The co-first authors of this study are Veronica Vela, a doctoral student at Milken Institute School of Public Health (Milken Institute SPH) at the George Washington University, and Elizabeth Patton, who conducted the research while a Robert Wood Johnson Clinical Scholar at the University of Michigan and is currently an assistant professor at the Boston University School of Medicine.
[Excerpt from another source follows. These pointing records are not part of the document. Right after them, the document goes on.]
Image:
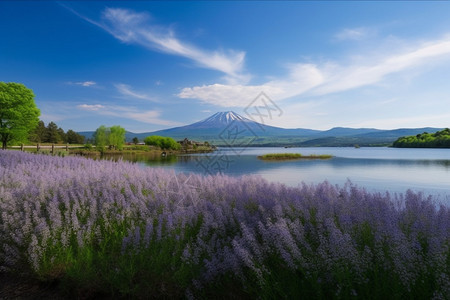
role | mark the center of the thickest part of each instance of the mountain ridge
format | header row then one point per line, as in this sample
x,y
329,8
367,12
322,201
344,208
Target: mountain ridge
x,y
215,127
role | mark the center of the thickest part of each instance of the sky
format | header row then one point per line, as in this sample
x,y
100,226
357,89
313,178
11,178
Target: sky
x,y
153,65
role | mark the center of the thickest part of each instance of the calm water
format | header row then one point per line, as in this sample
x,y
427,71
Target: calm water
x,y
377,169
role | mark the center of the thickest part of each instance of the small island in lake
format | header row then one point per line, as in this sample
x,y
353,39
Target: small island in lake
x,y
289,156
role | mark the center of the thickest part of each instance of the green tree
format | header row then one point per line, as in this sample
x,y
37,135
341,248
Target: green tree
x,y
53,135
116,137
19,115
74,138
101,138
62,135
38,134
162,142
Other Milken Institute SPH authors include Susan F. Wood, PhD, Peter Shin, PhD, and Sara Rosenbaum, JD. Women’s Health Issues is the official journal of the Jacobs Institute of Women’s Health, which is based in the Department of Health Policy and Management at Milken Institute SPH.
To examine variations in Medicaid LARC coverage, Vela, Patton, and their colleagues selected nine states that varied by geography, whether they had accepted the Affordable Care Act's Medicaid expansion, and the number of women of childbearing age covered by Medicaid: California, Colorado, Georgia, Illinois, Missouri, New York, Pennsylvania, Texas, and the District of Columbia (DC is treated as a state here because it runs its own Medicaid program as the fifty states do). They focused on LARC methods – intrauterine devices (IUDs) and contraceptive implants – because they are the most effective reversible methods of contraception and because their high upfront costs make insurance coverage especially important. In analyzing policies, they considered key elements of quality contraceptive care outlined in CDC’s “Providing quality family planning services” guide: coverage of a full range of contraceptive services and supplies (including LARC methods), counseling on methods, removal of devices, and follow-up care as needed.
The analysis found that several states did not explicitly cover contraceptive counseling, which Vela, Patton, and their co-authors note can dis-incentivize the delivery of high-quality counseling on the range of contraceptive options. They also report that several states do not specify coverage for removal of LARC devices or follow-up care, although such coverage “is not only clinically but also ethically appropriate, so that patients may discontinue a method if not satisfied or if they desire to become pregnant.”
The study also highlights innovations in payment policies in California, Illinois, New York, and Texas that reduce some of the common barriers to LARC access, and notes that some states sponsor LARC training for providers. Ensuring that Medicaid plans “address all elements of quality family planning care, including access to the full range of LARC methods, can promote equity across plans,” the authors conclude.
"Rethinking Medicaid Coverage and Payment Policy to Promote High Value Care: The Case of Long-Acting Reversible Contraception" has been published in the March/April issue of Women’s Health Issues.